2012. The Rebound That Wasn't. Brutal starting pitching. Marginal bullpen and offense.
2013. Stop the Pain. The farm is looking better, but the major league team isn't so major.
2014. TBD. On pace for 90 losses, the consensus seems to be that this year's team is easier to watch. The team has made moves to transition to the next generation of players.
This brings us to the question I've pondered and will try to answer:
How long does it take a team to rebuild and make the playoffs after a 90 loss season?
90 losses is bottoming out. It's bad. Since 1996 through 2010, we can find 36 instances of a team that lost 90 games and has either gone on to make the playoffs in a future year or is still trying -- looking at you, Royals. Some teams have done it more than once like the four-time Cubs while only two teams have avoided a 90 loss season -- the Yankees and Cardinals. Some teams lose 90 games and relive that pain multiple times. Other teams have rebounded quickly.
Number of seasons it takes to reach the playoffs after first losing 90 games:
Six of those teams are still adding to their streak of no playoffs since their first 90 loss season after the '95 strike: Royals (1985 in real life, represented as 1997 here), Blue Jays (2004), Mariners (2004), Marlins (2007), Padres (2008), Mets (2009).
We can come to a couple of interesting conclusions by looking at that chart:
1) If you don't rebound immediately after your 90 loss season, you probably need to rebuild.
This is pretty evident with the 2012 Twins. After a long playoff streak, it was reasonable for us all to think that 2011 might have been a blip. Turns out, no.
2) In this data set, the average rebuild to reach the playoffs takes 5.8 years. If we exclude the teams that rebounded after one bad year, that number goes up to 7 years.

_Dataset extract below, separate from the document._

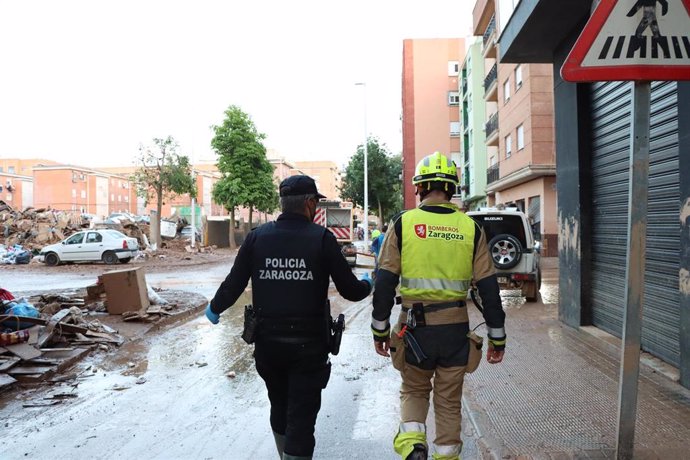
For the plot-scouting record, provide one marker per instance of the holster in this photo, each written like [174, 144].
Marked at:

The Twins are about to wrap year 3 since 2011's 90+ losses. We're certainly hopeful that the Twins reach the playoffs before 2017 or 2018, but it's feasible to think that could be the case as prospects continue to develop and grow into producers at the MLB level. The Twins appear pretty close to on track for "average" or just ahead.
Many of us would have liked the Twins to be more aggressive in acknolwedging the first conculsion. We'd all probably agree that the farm system has come a long way and the future holds hope. Hopefully, this data provides some insight on how long a rebuild takes across MLB and, therefore, provides something to compare our current rebuild against.
Obligatory Joe Mauer reference for free pizza.